Was the containerization worth it
It took me a few days to get this working, having never used docker before, The real challenge will be when things do not work, Docker has introduced new layers so it might be hard to figure out what is wrong. The old system just had one Web-server and one SQL-server which handled all the blogs on my system, and they also handled other workload irrelevant to the blogs.
Performance wise I am not too worried: a http request will first be served by Apache (reverse proxy) which will send the request to the relevant WEB- server running inside Docker, That Web-server will run some PHP code from the file system which will aquire some information from the Database server in another Docker-container.
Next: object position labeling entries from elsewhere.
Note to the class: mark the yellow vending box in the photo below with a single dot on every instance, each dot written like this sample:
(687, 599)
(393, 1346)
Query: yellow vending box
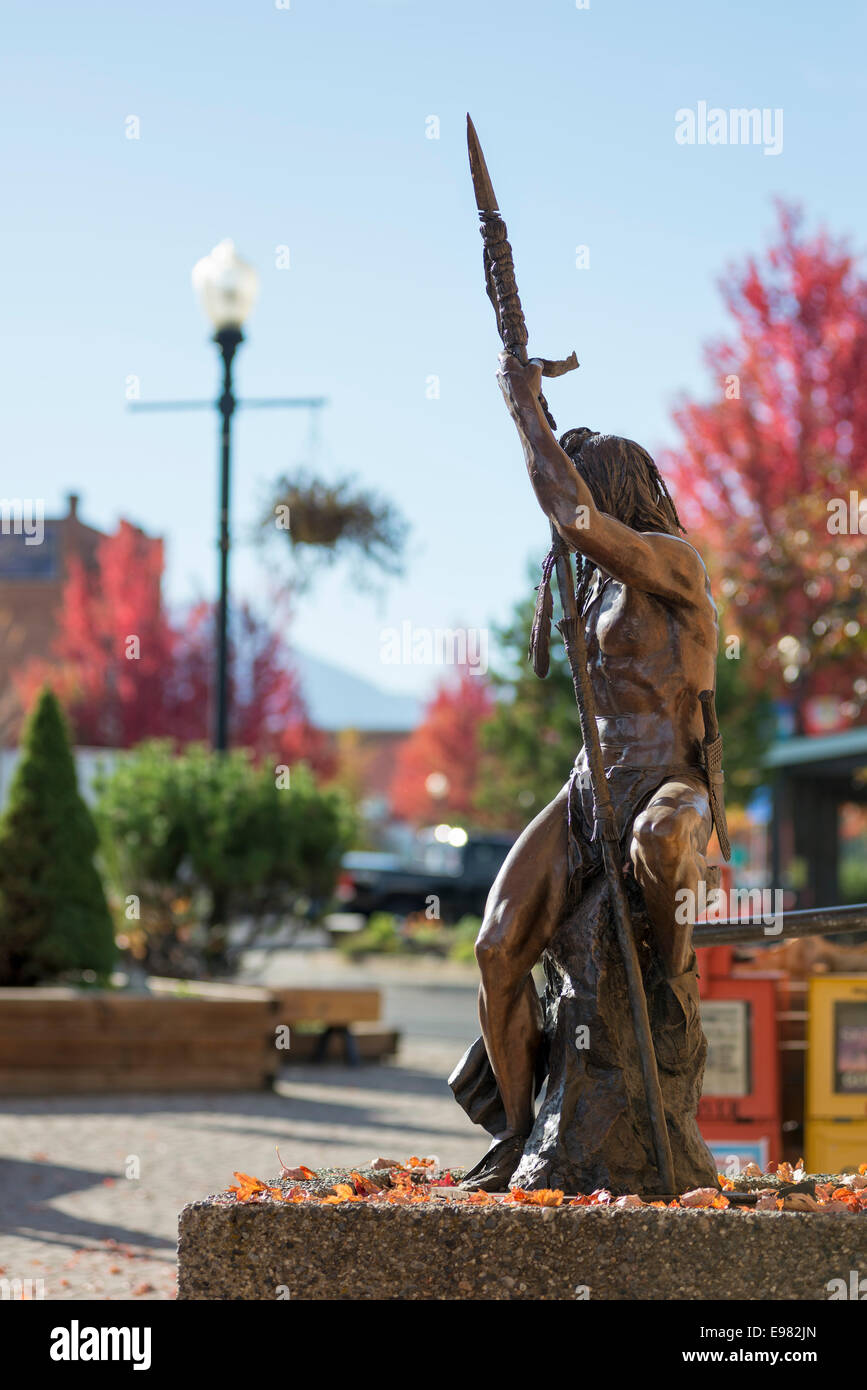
(837, 1073)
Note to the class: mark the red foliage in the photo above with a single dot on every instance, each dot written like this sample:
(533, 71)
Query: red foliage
(125, 672)
(446, 742)
(759, 466)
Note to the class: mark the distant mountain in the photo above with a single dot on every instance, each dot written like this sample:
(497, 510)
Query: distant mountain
(338, 699)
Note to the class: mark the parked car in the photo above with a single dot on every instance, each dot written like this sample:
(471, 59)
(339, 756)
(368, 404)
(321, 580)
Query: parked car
(448, 876)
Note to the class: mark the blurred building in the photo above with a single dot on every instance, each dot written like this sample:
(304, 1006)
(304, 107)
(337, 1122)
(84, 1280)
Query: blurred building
(816, 780)
(366, 724)
(34, 569)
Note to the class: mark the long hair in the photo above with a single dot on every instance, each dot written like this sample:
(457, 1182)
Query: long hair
(624, 483)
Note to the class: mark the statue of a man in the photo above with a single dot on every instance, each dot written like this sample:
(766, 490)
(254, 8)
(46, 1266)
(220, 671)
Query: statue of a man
(652, 633)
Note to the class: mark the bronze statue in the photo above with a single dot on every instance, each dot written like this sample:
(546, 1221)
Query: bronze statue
(620, 1036)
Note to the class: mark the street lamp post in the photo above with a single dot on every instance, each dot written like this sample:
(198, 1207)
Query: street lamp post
(227, 288)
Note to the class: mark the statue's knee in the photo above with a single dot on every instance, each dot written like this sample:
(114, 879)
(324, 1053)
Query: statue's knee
(660, 838)
(492, 952)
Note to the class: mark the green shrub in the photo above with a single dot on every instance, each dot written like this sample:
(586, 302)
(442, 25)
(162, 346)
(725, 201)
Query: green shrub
(380, 934)
(54, 919)
(204, 838)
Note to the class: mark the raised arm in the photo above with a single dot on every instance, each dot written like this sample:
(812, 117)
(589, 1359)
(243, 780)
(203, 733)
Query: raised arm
(656, 563)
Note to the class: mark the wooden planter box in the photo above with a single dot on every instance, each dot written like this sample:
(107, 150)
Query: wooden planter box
(60, 1040)
(185, 1036)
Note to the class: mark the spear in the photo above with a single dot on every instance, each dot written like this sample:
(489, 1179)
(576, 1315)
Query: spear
(503, 293)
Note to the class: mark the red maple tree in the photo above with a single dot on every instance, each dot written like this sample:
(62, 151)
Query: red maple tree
(127, 672)
(438, 766)
(763, 471)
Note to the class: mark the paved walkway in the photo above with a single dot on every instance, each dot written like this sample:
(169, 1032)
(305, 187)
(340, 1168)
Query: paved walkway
(71, 1218)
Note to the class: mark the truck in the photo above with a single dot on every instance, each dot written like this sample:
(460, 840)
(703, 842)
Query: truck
(448, 876)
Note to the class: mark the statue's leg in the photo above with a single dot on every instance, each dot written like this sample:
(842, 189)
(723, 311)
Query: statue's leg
(667, 851)
(523, 912)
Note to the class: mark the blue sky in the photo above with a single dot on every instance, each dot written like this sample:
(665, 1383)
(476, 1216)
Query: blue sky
(306, 127)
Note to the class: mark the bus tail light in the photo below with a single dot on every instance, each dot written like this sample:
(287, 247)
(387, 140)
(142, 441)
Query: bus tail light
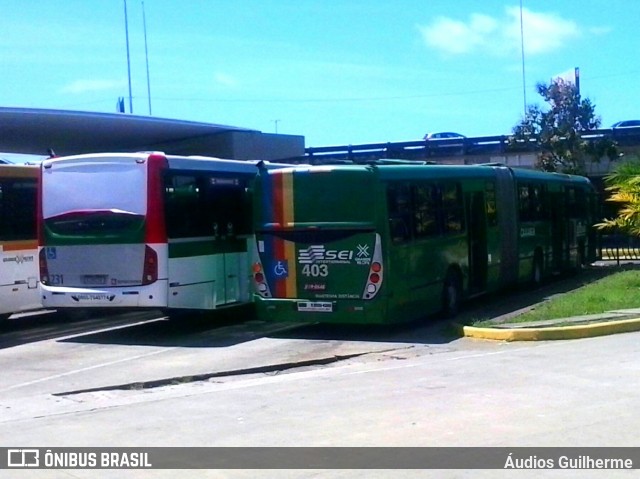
(259, 280)
(44, 268)
(150, 269)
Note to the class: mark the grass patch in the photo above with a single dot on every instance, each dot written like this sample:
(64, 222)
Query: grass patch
(617, 291)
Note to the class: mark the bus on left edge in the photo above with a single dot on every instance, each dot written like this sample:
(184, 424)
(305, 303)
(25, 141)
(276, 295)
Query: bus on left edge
(145, 230)
(18, 240)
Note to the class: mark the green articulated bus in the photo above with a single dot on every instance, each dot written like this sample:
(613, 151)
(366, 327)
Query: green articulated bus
(388, 243)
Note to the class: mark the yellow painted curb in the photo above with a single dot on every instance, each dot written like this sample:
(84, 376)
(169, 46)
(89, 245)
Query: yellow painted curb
(551, 333)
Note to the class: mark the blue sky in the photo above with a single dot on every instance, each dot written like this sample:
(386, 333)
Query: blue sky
(335, 71)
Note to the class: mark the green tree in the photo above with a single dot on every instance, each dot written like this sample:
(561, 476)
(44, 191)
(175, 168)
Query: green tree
(558, 130)
(623, 184)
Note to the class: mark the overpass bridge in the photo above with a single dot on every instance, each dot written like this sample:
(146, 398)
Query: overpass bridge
(467, 151)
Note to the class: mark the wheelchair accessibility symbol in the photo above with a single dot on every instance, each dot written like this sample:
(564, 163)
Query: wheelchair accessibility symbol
(281, 269)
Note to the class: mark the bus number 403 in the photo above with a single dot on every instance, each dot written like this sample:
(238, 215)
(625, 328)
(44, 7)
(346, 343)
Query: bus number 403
(315, 270)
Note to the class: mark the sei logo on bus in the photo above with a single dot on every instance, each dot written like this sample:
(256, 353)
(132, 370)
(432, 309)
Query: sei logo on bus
(319, 254)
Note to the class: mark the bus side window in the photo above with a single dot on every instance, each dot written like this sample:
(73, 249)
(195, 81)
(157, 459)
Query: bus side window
(17, 221)
(399, 206)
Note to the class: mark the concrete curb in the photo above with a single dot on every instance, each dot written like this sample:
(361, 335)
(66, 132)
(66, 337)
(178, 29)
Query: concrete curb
(550, 333)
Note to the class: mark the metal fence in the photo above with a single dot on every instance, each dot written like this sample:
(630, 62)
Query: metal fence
(619, 247)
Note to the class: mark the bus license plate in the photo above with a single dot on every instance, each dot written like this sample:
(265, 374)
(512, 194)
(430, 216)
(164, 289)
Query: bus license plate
(315, 307)
(94, 279)
(93, 297)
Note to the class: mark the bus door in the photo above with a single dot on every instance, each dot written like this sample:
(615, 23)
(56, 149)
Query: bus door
(477, 239)
(558, 229)
(231, 282)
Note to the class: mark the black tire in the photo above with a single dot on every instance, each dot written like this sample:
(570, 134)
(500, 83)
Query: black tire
(451, 295)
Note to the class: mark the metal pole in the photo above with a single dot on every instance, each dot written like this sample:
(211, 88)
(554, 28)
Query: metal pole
(126, 28)
(524, 85)
(146, 55)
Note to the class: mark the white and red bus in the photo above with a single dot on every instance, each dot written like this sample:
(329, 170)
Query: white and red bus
(18, 241)
(144, 230)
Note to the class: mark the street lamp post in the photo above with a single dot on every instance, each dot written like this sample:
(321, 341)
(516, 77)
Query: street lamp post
(126, 29)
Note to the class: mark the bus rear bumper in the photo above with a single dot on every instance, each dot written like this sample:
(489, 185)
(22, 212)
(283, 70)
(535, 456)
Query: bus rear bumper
(152, 296)
(341, 311)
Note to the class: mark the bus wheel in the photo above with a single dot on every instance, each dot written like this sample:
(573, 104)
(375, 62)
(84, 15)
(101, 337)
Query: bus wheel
(536, 271)
(451, 295)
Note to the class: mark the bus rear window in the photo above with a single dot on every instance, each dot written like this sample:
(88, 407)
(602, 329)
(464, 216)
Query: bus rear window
(95, 223)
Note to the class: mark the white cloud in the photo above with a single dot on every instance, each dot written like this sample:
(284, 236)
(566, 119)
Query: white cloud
(543, 32)
(84, 86)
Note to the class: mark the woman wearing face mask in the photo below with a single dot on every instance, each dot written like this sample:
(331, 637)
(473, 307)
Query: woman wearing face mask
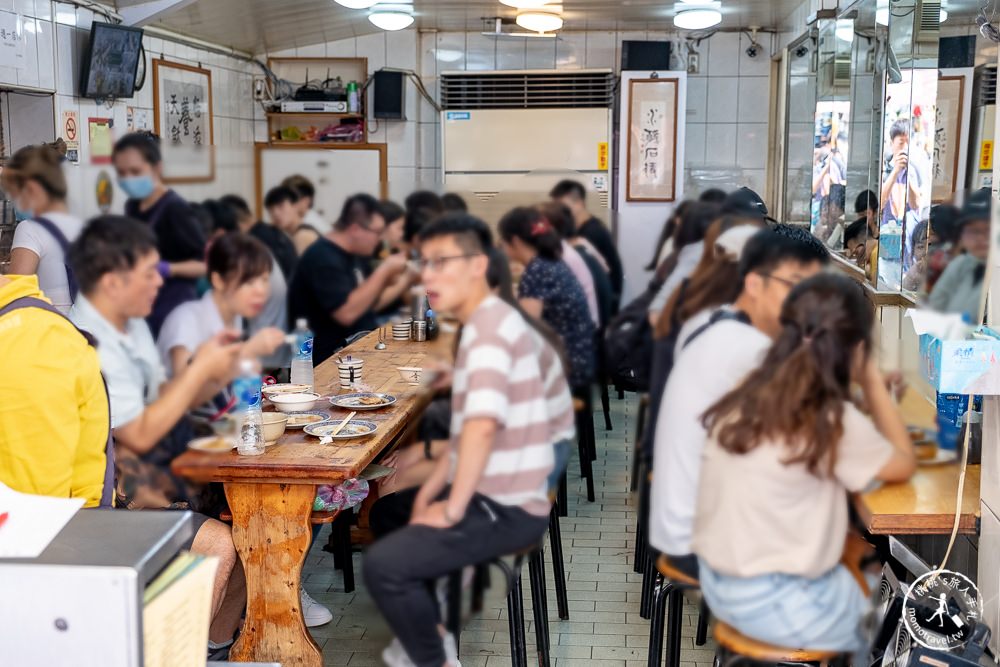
(34, 180)
(180, 237)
Compared to the original LAMP based system, there will be a WEB/SQL-server per BLOG and there will be an extra delay going through the reverse proxy.
A great advantage is that all the files and the database are now in one spot, and I can just clone the directory /y/DOCKER/peter.lorenzen.us to a different host, and start a new instance there using “docker-compose up -d” hence trying out new stuff away from the production server is a breeze.
Another great advantage is that: if the system administrator (that’s me) is fooling around with f,ex. the database-server and makes a mistake, the BLOG-servers will not be affected.
Let us see how I like this in another 7 year, that is how long the previous LAMP system worked without any flaws, and very little downtime.